Project: Hazard fuel reduction south of I-84 – High Priority
Most of the land between I-84 and the National Forest boundary is heavily forested with mature conifers and scattered hardwoods with a brushy under story. Almost all of the area has a high wildfire hazard rating. Ownership is mainly private but there is some National Forest, City of Cascade Locks, Port of Cascade Locks, State Parks and ODOT lands. Over time, much of these lands will be developed for residential purposes which will tend to reduce the fuel load. However, there is presently a need to treat the fuel situation to reduce the potential for wildfires entering the city from the south.
Landowners should be encouraged to thin their stands of timber and create shaded fuel breaks in an effort to break up the continuity of fuels. Opportunities for funding
assistance to support these efforts should be made available to private landowners.

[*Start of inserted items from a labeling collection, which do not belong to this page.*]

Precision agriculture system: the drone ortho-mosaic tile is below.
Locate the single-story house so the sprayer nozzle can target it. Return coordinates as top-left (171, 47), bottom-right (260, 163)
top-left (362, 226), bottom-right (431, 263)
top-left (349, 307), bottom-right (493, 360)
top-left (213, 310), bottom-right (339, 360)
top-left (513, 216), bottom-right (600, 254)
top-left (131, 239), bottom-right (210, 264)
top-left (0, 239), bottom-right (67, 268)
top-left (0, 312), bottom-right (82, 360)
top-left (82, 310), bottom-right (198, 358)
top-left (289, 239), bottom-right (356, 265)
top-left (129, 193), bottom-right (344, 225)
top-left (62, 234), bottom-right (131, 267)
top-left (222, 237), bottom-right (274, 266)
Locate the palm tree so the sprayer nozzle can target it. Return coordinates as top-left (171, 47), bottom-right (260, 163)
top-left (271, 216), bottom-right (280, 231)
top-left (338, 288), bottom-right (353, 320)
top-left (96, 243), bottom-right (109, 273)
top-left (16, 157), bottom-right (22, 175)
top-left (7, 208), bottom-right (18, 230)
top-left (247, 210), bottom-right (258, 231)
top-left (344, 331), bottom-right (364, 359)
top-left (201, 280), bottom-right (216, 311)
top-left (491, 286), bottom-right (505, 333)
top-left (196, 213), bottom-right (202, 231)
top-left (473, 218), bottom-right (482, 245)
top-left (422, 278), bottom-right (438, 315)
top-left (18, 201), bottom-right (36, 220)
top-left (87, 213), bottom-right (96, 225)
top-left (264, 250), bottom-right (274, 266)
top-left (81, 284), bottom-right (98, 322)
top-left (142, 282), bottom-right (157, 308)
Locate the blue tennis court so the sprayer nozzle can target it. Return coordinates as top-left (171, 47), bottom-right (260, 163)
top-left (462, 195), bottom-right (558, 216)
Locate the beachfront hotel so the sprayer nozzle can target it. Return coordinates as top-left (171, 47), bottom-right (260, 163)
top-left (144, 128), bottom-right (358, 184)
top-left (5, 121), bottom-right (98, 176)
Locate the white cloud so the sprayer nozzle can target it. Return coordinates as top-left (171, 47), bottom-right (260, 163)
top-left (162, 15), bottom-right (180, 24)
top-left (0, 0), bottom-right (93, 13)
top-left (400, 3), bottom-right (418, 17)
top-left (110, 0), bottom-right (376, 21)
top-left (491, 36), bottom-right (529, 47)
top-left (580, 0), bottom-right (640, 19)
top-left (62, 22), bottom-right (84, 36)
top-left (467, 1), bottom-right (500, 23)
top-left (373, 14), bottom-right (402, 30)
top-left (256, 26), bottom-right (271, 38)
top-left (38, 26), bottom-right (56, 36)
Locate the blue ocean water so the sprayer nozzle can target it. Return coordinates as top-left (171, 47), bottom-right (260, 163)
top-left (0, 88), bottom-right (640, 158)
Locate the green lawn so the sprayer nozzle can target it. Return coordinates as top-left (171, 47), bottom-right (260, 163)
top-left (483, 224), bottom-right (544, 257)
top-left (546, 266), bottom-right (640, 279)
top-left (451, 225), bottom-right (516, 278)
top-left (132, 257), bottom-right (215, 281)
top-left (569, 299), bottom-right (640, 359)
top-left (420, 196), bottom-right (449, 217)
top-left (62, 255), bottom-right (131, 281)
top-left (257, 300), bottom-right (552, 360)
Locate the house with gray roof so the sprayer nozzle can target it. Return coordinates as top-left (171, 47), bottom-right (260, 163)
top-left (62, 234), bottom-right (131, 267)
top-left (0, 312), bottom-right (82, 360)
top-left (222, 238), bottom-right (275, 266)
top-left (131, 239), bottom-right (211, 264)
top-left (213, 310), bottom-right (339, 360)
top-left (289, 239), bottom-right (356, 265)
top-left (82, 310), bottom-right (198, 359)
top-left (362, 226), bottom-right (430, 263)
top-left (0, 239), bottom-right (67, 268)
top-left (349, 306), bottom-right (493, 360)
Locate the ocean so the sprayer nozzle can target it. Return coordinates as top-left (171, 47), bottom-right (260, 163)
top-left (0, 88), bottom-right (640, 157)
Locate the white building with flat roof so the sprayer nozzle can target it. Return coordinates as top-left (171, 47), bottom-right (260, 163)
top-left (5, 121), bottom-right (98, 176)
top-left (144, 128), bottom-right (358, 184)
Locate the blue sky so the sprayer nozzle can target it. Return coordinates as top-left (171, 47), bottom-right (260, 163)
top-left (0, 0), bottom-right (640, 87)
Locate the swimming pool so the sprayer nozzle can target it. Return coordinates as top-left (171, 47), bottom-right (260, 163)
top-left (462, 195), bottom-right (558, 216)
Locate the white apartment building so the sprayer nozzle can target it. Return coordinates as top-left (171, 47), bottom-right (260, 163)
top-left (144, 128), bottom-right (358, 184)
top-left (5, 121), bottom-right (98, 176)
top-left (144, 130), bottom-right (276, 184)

Project: Hazard fuel reduction along the BPA right-of way – High Priority
The city and the Forest Service should work in partnership with the BPA to reduce fuel levels on the BPA right-of-way. This right-of way strip could provide a partially
effective fuel break if treated properly. The city and the Forest Service should meet with BPA Officials to evaluate their right-of-way maintenance program and discuss methods to provide an effective fuel break.